Alexander was only 8 when his father, Alexander II, died in 1249. Scotland was ruled by regents during Alexander's minority, but when he was 20 years old he took control in his own right. He brought relative peace to the Scottish mainland, then he turned his attention to the Norse kingdom of the Western Isles, and resurrected his father's plans to bring the island kingdom under Scottish control.

Like his father, he tried the peaceable path first. He sent a mission to Haakon in Norway to ask about transferring ownership of the isles. Haakon ignored the appeal and threw the messengers into prison.

The struggle for the Western Isles
The Norse kingdom of the Western Isles went back centuries. Nevertheless, the growing strength of the Scottish crown and the independence of Scottish nobles in the Isles led Haakon, the King of Norway, to consider a show of force to emphasize his control.

The Battle of Largs
In 1263 Haakon sailed a large fleet of ships up Loch Long. He had his men carry the ships overland to Loch Lomond as a way of showing his power. Unfortunately for Haakon, a storm wrecked the rest of his fleet, and three longships went aground at Largs. Scottish vessels appeared, and the two forces skirmished briefly on the beach. The Norse then retreated and continued to carry out a visitation of Norse possessions in the Western Isles.

This minor episode became known as the Battle of Largs. It was essentially a non-event, at least in military terms, but the lasting effect was that the Norse lost influence, and Haakon reluctantly came to the realisation that only war would enable him to keep the Isles under Norse control. But that realisation never came to fruition, for Haakon fell ill (or, as other stories would have it, he died of injuries sustained at the Battle of Largs) and died at Kirkwall, Orkney.

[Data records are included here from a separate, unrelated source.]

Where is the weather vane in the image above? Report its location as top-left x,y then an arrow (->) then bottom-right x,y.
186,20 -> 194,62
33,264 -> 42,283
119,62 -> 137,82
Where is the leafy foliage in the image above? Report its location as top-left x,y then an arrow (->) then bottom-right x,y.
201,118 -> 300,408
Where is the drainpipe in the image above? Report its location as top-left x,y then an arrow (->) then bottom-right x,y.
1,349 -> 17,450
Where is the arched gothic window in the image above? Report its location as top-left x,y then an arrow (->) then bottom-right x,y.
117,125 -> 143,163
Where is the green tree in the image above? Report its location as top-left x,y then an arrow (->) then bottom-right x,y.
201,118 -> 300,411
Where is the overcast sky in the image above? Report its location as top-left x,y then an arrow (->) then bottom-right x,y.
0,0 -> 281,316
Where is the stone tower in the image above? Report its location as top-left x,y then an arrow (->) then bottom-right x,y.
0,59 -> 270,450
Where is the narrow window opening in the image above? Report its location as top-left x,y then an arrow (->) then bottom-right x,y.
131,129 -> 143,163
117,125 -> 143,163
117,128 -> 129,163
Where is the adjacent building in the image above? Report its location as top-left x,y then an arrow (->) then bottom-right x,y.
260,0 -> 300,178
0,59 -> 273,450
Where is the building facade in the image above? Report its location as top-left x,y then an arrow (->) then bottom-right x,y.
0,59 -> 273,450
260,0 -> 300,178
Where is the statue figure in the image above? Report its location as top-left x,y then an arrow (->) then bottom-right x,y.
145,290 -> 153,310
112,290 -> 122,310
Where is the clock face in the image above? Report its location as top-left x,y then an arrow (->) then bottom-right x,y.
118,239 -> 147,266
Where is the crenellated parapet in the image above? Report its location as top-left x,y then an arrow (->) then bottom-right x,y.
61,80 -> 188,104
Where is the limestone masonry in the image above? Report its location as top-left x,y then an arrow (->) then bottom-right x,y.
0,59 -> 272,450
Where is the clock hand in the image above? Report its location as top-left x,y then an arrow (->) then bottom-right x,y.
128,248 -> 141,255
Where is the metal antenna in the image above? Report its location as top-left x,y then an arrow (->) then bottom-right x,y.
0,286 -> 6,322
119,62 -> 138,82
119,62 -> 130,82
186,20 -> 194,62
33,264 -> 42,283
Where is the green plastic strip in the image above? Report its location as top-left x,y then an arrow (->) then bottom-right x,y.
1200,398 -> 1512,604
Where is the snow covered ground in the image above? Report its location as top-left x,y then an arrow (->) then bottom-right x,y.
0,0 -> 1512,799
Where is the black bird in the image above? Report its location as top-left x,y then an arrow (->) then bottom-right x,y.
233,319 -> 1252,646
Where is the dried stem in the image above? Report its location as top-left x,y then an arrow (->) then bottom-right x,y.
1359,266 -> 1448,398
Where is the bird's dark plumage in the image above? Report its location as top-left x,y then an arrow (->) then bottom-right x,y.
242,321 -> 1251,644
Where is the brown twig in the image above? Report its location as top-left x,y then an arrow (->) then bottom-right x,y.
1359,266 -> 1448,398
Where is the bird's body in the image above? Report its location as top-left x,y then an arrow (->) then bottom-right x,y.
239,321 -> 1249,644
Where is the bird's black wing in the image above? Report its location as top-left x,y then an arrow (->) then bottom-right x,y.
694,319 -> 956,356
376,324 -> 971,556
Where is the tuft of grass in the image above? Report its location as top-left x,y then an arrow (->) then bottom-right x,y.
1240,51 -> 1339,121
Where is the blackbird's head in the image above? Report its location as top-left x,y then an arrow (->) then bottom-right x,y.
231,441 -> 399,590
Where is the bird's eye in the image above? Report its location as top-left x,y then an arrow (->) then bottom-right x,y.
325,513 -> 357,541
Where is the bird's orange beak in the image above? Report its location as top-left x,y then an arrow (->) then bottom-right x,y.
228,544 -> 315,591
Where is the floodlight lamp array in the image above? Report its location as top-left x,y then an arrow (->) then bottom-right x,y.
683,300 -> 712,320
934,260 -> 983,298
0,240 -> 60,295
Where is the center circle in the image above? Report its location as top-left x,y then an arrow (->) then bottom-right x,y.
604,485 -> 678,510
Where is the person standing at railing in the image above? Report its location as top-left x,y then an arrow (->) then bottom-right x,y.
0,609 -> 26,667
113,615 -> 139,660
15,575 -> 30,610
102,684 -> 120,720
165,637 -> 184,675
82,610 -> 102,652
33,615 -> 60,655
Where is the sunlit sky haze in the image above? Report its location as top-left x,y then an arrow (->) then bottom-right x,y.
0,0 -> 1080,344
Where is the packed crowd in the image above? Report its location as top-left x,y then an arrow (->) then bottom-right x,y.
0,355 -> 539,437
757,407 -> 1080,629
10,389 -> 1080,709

Only three years later his son cut Norse losses and sold the western Isles to the Scottish crown for 4,000 marks and a small annual payment. To seal the bargain Alexander III sent his daughter to marry the new Norse leader. Their only child was a daughter, named Margaret, who would become famous as the Maid of Norway. The islands of Shetland and Orkney were not technically part of the sale and remained in Norse or Danish possession until 1469.

Alexander's reign brought relative peace to Scotland. Trade expanded, and burghs grew larger and more influential. Alexander built roads between the royal burghs, which helped encourage trade further.

Alexander III's prosperous reign came to a sudden and unexpected end in 1286. The king died suddenly when he fell from his horse and tumbled over the high cliffs at Kinghorn, Fife. Since Alexander had no sons, his heir was his granddaughter, Margaret, the Maid of Norway.